Rate Limiting from First Principles

A guide for developers who know they should limit requests but don't know how it works under the hood. Every example uses @hectoday/http, but the ideas apply to any server.

What rate limiting is

Your API can handle a certain number of requests per second. Beyond that, responses slow down, the database chokes, and eventually the server crashes. Rate limiting is the practice of rejecting excess requests before they cause damage.

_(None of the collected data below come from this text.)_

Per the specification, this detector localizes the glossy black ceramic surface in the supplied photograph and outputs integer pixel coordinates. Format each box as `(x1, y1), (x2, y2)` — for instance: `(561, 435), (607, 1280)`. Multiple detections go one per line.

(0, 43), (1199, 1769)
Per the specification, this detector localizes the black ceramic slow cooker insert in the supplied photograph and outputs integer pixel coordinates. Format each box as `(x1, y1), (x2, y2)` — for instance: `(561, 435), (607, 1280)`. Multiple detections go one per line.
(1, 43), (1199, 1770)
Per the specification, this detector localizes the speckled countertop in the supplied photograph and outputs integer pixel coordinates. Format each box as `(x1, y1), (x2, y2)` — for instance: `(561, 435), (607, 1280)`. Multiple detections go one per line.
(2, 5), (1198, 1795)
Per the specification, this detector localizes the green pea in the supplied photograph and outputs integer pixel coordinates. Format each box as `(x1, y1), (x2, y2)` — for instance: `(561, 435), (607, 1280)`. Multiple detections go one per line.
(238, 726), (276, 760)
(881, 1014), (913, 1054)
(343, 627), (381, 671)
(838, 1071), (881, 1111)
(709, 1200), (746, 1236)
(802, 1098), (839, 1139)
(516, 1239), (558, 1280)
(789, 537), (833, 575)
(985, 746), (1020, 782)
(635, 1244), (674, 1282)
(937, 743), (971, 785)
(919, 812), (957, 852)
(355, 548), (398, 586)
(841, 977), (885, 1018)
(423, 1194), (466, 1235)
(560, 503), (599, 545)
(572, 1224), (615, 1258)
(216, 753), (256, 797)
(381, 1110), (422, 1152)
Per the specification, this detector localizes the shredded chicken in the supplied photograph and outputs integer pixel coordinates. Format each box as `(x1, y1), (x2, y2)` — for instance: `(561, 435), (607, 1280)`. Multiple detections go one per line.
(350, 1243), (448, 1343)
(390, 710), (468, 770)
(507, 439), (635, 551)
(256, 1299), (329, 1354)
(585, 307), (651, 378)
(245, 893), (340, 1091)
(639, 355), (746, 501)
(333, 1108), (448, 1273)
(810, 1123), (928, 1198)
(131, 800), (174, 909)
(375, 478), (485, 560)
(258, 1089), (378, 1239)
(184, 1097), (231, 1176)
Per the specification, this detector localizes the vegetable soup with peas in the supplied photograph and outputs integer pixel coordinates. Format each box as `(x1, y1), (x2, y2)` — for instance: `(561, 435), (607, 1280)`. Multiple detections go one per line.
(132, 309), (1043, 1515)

It's a bouncer at the door. The venue has a capacity. Once it's full, new people wait or go home. Without a bouncer, the venue gets dangerously overcrowded.

Under the limit:
  Request → Handler → 200 OK

Over the limit:
  Request → Rate limiter → 429 Too Many Requests

The handler never runs. The expensive work never happens. The server stays healthy.

Why you need it

Three reasons:

Protection from abuse. A single client sending 10,000 requests per second can take down your API for everyone. Rate limiting caps the damage one client can do.

Fair usage. Without limits, one aggressive client consumes all your resources. Other clients get slow responses or timeouts. Limits ensure everyone gets a fair share.

Cost control. Every request costs compute, bandwidth, and database queries. If your API is public, unlimited access means unlimited cost.

The simplest rate limiter

Count requests per client. If the count exceeds the limit within a time window, reject.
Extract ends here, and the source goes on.